In retrospect, this shift wasn't nearly as dramatic as most critics claimed and it's debatable whether these changes really improved the album. Though Albini has as recently as 2007 stated that any version that passes as the Albini mix is generations removed from his recording, what is claimed as the Albini mix reveals significant differences from the revised In Utero. Although the face lift that was applied to the record appears slight and superficial at first glance, the effect it had on the record's overall composition is impossible to miss. The original mix didn't feature The Albini Sound at its most confrontational, but his version is still far more punishing, aggressive and industrial than the official release and emphasizes the influence that noise rock had on the band. This is most noticeable on harder-edged songs like "Serve the Servants," "Scentless Apprentice," "Frances Farmer Will Have Her Revenge on Seattle" and "Milk It." Albini puts the vocals and instrumentation about even in the mix, making these songs far more abrasive than their officially-released counterparts, which still today sometimes sound too refined and safe.

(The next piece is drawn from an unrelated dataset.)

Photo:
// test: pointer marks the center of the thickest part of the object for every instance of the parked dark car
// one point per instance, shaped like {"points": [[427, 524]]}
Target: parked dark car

Any chances of Cobain's lyrics not being the focus of attention were lost when the songs were reworked. Though Albini didn't bury the vocals as severely as he had on other albums, they sometimes threatened to be swallowed up by the songs' arrangements, creating a far more primal sound that often felt like Cobain was howling from the depths of his own private hell. In contrast, the Geffen-approved release increased the vocals' prominence just enough to kill off at least a fraction of the conflicted emotions he conveyed. Indeed, this seemingly innocuous decibel boost makes the singer's various mumbles, screams and wails on "Very Ape," "Pennyroyal Tea," "All Apologies" and the perfect-for-radio "Heart-Shaped Box" sound less desperate and urgent. Any potential walls Albini's mix might have allowed Cobain to construct as he railed against being typecast as some sort of disaffected slacker voice of a generation crumbled once the vocals were thrown front and center. Though these lyrics probably would have been dissected and overanalyzed regardless, at least Albini made the listener work to understand what had Cobain so pissed off and distraught.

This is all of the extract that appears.